The idea of a “tip jar” on blogs and other content sites to help bring in a few extra dollars has been around for years. Donations and payouts are generally made through PayPal, and there are a number of plugins for various blogging platforms to make the process easier.
New Y Combinator startup TipJoy is designed to make it even easier to get people to click that tip button. Readers are not required to create an account or have a PayPal account to leave a tip, so there is little friction to them getting started. If they want to leave a tip they just click the button and type in their email address. I’ve added a tip button below to show how it works – any money we receive we’ll be distributing back to other bloggers who add the button, and/or donating to charity.

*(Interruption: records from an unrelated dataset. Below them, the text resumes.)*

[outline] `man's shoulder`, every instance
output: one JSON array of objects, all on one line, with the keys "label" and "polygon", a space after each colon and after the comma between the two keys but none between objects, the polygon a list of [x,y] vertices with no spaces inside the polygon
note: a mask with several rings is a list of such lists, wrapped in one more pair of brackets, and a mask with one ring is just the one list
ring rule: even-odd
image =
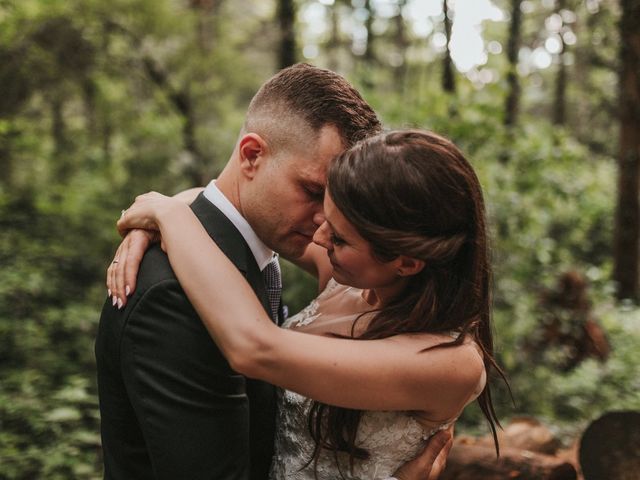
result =
[{"label": "man's shoulder", "polygon": [[[149,308],[165,311],[183,311],[190,305],[180,286],[169,257],[159,244],[149,248],[138,270],[135,292],[127,303],[127,314],[144,315]],[[134,313],[135,312],[135,313]]]},{"label": "man's shoulder", "polygon": [[148,290],[167,280],[178,281],[167,254],[162,251],[159,244],[153,245],[142,257],[136,288]]}]

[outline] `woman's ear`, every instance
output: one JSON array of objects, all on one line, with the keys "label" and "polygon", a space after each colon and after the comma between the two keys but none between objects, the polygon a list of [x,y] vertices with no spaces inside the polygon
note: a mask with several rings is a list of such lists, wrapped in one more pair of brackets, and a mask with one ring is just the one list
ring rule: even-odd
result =
[{"label": "woman's ear", "polygon": [[253,178],[261,160],[268,151],[267,142],[257,133],[247,133],[238,142],[240,170],[248,178]]},{"label": "woman's ear", "polygon": [[410,277],[420,273],[425,266],[424,260],[400,255],[394,260],[397,262],[396,272],[400,277]]}]

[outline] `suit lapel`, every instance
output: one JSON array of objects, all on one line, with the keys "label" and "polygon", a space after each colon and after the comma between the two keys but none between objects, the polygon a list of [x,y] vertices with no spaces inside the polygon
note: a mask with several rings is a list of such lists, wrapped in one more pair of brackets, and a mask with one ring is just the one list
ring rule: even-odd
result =
[{"label": "suit lapel", "polygon": [[265,311],[270,312],[262,272],[238,229],[202,193],[191,204],[191,209],[220,250],[246,277]]}]

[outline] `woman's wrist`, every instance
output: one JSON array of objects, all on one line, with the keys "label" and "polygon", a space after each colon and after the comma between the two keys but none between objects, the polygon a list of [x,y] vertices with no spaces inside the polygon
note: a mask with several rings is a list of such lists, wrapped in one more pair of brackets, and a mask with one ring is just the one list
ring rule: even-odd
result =
[{"label": "woman's wrist", "polygon": [[182,217],[189,210],[191,208],[186,203],[174,198],[168,198],[156,206],[153,216],[158,229],[162,231],[164,226],[174,223],[176,218]]}]

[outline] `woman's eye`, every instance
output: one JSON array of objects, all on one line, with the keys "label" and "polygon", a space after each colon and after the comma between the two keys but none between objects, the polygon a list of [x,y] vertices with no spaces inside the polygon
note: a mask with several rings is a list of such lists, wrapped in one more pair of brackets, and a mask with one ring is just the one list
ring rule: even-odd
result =
[{"label": "woman's eye", "polygon": [[331,234],[331,243],[334,245],[344,245],[344,240],[335,234]]}]

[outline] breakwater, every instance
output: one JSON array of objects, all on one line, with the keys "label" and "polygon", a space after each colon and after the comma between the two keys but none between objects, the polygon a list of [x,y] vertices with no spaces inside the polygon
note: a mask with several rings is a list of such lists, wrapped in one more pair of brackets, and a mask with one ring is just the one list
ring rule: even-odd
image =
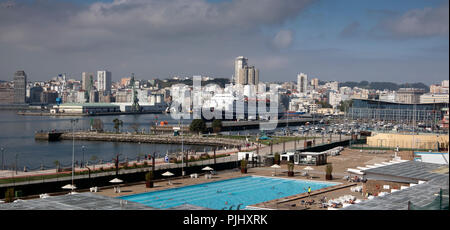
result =
[{"label": "breakwater", "polygon": [[17,115],[23,116],[61,116],[61,117],[89,117],[89,116],[120,116],[120,115],[139,115],[139,114],[162,114],[162,111],[144,111],[144,112],[104,112],[104,113],[50,113],[49,111],[19,111]]},{"label": "breakwater", "polygon": [[[57,136],[57,137],[55,137]],[[52,139],[50,139],[52,137]],[[153,134],[132,134],[132,133],[99,133],[99,132],[58,132],[45,133],[38,132],[36,140],[83,140],[83,141],[108,141],[108,142],[135,142],[135,143],[156,143],[156,144],[186,144],[203,146],[228,146],[237,147],[245,144],[245,141],[231,138],[202,137],[197,135],[174,136],[174,135],[153,135]]]}]

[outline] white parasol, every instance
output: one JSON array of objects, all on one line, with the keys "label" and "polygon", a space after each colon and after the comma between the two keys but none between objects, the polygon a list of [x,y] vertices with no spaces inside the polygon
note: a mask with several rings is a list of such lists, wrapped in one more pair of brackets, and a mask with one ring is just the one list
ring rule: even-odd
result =
[{"label": "white parasol", "polygon": [[66,184],[62,187],[62,189],[71,189],[71,190],[74,190],[76,188],[77,187],[75,187],[75,185],[72,185],[72,184]]},{"label": "white parasol", "polygon": [[277,165],[277,164],[274,164],[274,165],[272,165],[272,166],[270,166],[270,167],[275,169],[275,174],[274,174],[274,176],[277,175],[277,169],[281,168],[281,166],[279,166],[279,165]]},{"label": "white parasol", "polygon": [[[310,171],[310,170],[314,170],[314,169],[308,166],[308,167],[304,168],[304,170]],[[309,174],[308,174],[308,175],[309,175]]]},{"label": "white parasol", "polygon": [[206,166],[206,167],[202,168],[202,170],[203,170],[203,171],[212,171],[212,170],[214,170],[214,169],[211,168],[211,167],[209,167],[209,166]]},{"label": "white parasol", "polygon": [[119,179],[119,178],[114,178],[112,180],[109,181],[109,183],[122,183],[123,180]]},{"label": "white parasol", "polygon": [[163,173],[161,175],[163,175],[163,176],[173,176],[174,174],[169,172],[169,171],[167,171],[167,172],[165,172],[165,173]]},{"label": "white parasol", "polygon": [[[171,172],[169,172],[169,171],[167,171],[167,172],[165,172],[165,173],[163,173],[163,174],[161,174],[161,175],[169,177],[169,176],[173,176],[174,174],[171,173]],[[170,180],[169,180],[169,185],[171,185],[171,184],[172,184],[172,183],[170,183]]]}]

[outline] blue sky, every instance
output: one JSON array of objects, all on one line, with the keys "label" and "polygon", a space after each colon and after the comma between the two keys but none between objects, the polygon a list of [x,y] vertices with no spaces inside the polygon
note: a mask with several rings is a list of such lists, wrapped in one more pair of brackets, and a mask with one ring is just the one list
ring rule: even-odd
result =
[{"label": "blue sky", "polygon": [[[3,7],[7,2],[14,7]],[[304,72],[321,80],[432,84],[449,75],[448,0],[0,4],[1,80],[17,69],[39,80],[102,68],[115,80],[131,72],[231,77],[241,55],[264,81],[294,81]]]}]

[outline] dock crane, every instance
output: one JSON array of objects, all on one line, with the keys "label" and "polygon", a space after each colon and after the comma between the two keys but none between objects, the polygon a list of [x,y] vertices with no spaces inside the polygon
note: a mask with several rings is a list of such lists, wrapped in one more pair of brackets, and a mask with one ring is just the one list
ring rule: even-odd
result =
[{"label": "dock crane", "polygon": [[133,91],[133,105],[131,106],[131,111],[132,112],[141,112],[142,108],[139,105],[139,99],[137,97],[134,73],[131,73],[130,85],[131,85],[131,89]]}]

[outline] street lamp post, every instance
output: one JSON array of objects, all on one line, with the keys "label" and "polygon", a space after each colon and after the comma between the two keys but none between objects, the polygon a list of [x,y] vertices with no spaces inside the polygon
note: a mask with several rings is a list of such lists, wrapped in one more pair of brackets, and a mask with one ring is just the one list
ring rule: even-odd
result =
[{"label": "street lamp post", "polygon": [[[75,123],[78,123],[78,119],[70,119],[72,124],[72,187],[73,187],[73,177],[74,177],[74,161],[75,161]],[[72,189],[73,190],[73,189]]]},{"label": "street lamp post", "polygon": [[3,155],[5,153],[5,148],[2,147],[1,151],[2,151],[2,170],[5,170],[5,162],[4,162],[4,157],[3,157]]},{"label": "street lamp post", "polygon": [[81,167],[80,168],[82,168],[82,167],[85,167],[85,163],[84,163],[84,151],[86,150],[86,146],[81,146],[81,150],[83,151],[83,161],[81,162]]},{"label": "street lamp post", "polygon": [[180,134],[181,134],[181,176],[184,176],[184,137],[183,137],[183,127],[181,126],[181,117],[178,121],[178,126],[180,127]]},{"label": "street lamp post", "polygon": [[18,153],[16,153],[16,164],[15,164],[15,168],[16,168],[16,175],[17,175],[17,157],[19,156],[19,154]]}]

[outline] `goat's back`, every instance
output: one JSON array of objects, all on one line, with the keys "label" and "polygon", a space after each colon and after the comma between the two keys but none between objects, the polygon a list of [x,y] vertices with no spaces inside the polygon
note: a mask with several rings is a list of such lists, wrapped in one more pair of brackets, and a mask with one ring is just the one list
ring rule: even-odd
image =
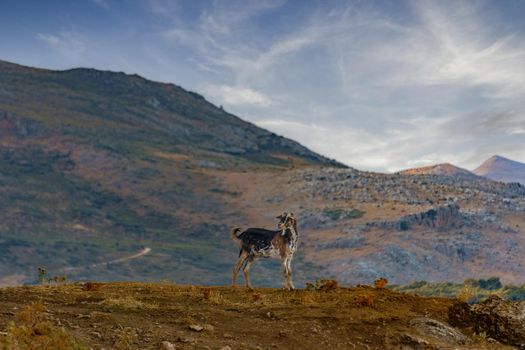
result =
[{"label": "goat's back", "polygon": [[238,237],[247,245],[254,245],[255,247],[263,247],[268,245],[275,235],[281,231],[267,230],[264,228],[251,227],[244,230]]}]

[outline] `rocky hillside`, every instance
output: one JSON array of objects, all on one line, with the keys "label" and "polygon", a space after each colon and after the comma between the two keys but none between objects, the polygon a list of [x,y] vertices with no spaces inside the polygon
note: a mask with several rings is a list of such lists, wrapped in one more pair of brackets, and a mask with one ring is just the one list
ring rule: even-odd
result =
[{"label": "rocky hillside", "polygon": [[491,180],[525,185],[525,164],[501,156],[490,157],[473,172]]},{"label": "rocky hillside", "polygon": [[[298,214],[300,256],[305,267],[315,267],[308,273],[314,278],[364,283],[387,277],[399,284],[499,276],[525,283],[520,184],[329,168],[243,179],[230,181],[248,211],[260,203],[258,212],[277,206]],[[251,184],[268,190],[251,190]]]}]

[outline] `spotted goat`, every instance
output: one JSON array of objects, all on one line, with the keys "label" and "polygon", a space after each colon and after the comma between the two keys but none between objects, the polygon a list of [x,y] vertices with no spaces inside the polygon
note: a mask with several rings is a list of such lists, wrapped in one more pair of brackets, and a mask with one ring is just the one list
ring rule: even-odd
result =
[{"label": "spotted goat", "polygon": [[[237,287],[239,271],[243,270],[246,287],[252,289],[249,270],[256,258],[274,258],[281,260],[284,288],[295,289],[292,281],[292,258],[297,250],[297,219],[293,213],[283,213],[279,219],[278,230],[248,228],[241,232],[235,228],[231,237],[239,247],[239,259],[233,268],[233,286]],[[240,232],[240,234],[239,234]]]}]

If you leave a tip as a new user, you start to build up an account debit. You can eventually pay that off via PayPal (TipJoy keeps
2% 3%), although no one comes after you if you choose to skip out on the bill. You can also start to ask for tips on your own site, and anything people leave for you offsets what you’ve given to others.
The TipJoy site shows popular sites that have received a lot of tips, and you can also send any URL or email a tip directly as well. As a tipper, you can choose the amount you’d like to tip by default (starting at ten cents). Then, every time you click the tip button on a participating site, that amount is added to your bill.

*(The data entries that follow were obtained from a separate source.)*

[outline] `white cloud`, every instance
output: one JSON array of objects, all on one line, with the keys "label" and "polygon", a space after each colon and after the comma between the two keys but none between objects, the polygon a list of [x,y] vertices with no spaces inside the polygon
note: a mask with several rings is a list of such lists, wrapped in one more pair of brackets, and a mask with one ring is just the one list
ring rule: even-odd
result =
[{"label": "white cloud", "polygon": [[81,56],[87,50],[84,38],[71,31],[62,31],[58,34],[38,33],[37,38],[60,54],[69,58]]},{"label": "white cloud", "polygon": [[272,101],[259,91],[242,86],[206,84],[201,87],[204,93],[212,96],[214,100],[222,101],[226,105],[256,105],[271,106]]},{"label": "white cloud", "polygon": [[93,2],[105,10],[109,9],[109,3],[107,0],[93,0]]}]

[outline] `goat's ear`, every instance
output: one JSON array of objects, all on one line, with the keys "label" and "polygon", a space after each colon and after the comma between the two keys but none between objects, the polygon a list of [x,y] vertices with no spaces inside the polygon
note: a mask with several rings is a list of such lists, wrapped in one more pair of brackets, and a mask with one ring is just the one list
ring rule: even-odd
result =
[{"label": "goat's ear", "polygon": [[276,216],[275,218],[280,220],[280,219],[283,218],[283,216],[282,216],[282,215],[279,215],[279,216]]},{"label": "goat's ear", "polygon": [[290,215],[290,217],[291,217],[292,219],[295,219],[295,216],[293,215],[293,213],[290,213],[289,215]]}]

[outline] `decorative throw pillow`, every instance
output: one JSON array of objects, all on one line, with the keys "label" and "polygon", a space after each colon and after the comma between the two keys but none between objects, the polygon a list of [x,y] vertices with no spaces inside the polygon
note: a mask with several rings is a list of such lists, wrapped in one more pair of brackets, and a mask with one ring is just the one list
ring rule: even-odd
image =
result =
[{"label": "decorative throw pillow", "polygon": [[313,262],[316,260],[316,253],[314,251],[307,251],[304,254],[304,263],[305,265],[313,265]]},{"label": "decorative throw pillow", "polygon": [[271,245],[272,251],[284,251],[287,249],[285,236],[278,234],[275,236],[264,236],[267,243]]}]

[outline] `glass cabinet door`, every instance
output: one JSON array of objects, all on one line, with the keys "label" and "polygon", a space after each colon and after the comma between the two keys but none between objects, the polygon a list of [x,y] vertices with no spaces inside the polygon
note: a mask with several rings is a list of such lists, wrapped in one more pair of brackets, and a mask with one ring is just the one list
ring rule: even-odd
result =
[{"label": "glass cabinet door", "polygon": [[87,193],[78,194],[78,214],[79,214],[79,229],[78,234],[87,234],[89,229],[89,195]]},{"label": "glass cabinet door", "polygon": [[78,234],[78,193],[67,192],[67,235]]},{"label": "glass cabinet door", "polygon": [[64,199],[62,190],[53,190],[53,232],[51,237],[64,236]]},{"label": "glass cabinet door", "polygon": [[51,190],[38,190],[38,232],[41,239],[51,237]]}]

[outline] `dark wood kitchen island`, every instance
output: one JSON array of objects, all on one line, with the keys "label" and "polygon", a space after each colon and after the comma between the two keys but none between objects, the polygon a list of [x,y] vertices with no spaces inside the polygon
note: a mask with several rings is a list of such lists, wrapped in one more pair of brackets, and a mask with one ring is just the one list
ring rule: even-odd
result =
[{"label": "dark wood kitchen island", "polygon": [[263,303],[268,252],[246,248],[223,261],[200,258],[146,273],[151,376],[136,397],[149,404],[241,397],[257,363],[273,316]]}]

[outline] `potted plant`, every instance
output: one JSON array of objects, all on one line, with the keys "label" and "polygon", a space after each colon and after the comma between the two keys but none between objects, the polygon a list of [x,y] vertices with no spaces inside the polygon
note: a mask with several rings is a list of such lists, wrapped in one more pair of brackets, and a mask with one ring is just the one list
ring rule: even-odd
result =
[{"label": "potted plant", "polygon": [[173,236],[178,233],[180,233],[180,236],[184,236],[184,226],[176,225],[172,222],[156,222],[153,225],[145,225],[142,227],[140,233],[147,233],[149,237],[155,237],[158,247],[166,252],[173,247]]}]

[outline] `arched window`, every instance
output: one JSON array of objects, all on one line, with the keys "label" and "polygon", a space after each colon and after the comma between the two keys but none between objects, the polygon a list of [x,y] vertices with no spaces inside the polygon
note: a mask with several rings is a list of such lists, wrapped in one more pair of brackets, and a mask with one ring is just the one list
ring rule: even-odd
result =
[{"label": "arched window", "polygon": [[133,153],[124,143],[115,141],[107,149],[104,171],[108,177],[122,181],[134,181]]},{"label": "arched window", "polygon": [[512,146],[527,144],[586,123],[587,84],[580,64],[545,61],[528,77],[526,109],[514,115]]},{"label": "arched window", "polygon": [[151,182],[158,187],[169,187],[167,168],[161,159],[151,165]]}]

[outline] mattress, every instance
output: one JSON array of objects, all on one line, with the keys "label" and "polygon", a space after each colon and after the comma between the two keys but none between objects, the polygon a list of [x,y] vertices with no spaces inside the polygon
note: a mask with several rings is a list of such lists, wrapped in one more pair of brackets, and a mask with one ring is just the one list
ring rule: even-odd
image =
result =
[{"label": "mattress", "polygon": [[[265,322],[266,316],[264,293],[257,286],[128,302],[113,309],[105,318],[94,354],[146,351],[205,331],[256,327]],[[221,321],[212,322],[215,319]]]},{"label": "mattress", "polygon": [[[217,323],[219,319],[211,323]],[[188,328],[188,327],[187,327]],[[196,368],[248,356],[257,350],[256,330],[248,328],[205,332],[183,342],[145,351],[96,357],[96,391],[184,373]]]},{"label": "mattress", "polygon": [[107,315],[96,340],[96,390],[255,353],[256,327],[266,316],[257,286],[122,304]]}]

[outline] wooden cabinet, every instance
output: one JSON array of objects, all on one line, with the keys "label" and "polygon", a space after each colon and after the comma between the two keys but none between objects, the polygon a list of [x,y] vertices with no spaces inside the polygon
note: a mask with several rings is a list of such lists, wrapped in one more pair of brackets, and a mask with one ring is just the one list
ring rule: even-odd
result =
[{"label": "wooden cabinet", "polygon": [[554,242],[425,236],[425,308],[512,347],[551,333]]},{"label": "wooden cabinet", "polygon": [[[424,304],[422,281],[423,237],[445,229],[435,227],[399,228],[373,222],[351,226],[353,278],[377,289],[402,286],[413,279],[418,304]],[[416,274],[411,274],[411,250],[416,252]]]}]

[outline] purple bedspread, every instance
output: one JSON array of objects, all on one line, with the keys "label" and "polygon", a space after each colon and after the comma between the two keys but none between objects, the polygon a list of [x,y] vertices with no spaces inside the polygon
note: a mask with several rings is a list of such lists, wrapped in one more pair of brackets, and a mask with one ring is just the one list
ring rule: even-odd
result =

If you want to cash out of your tips you can choose to either receive an Amazon gift card or donate the amount to charity. For now, you can’t receive cash since the company wants to avoid becoming a regulated money transfer service. In the FAQs they suggest they’ll be adding this functionality eventually.
I like the service because it creates a network around the idea of tipping for content. Users are both tippers and tippees, keeping a balance that they pay off eventually. I also like the fact that people don’t have to pay off that bill. It creates an interesting psychology where people find it very, very easy to leave the tip, and then may feel guilted into paying off the bill. At the very least, TipJoy is an interesting human psychology experiment.
The service has a number of options for integrating buttons and graphics on to the site. I imagine they’ll be adding plug-ins and other tools as well over time.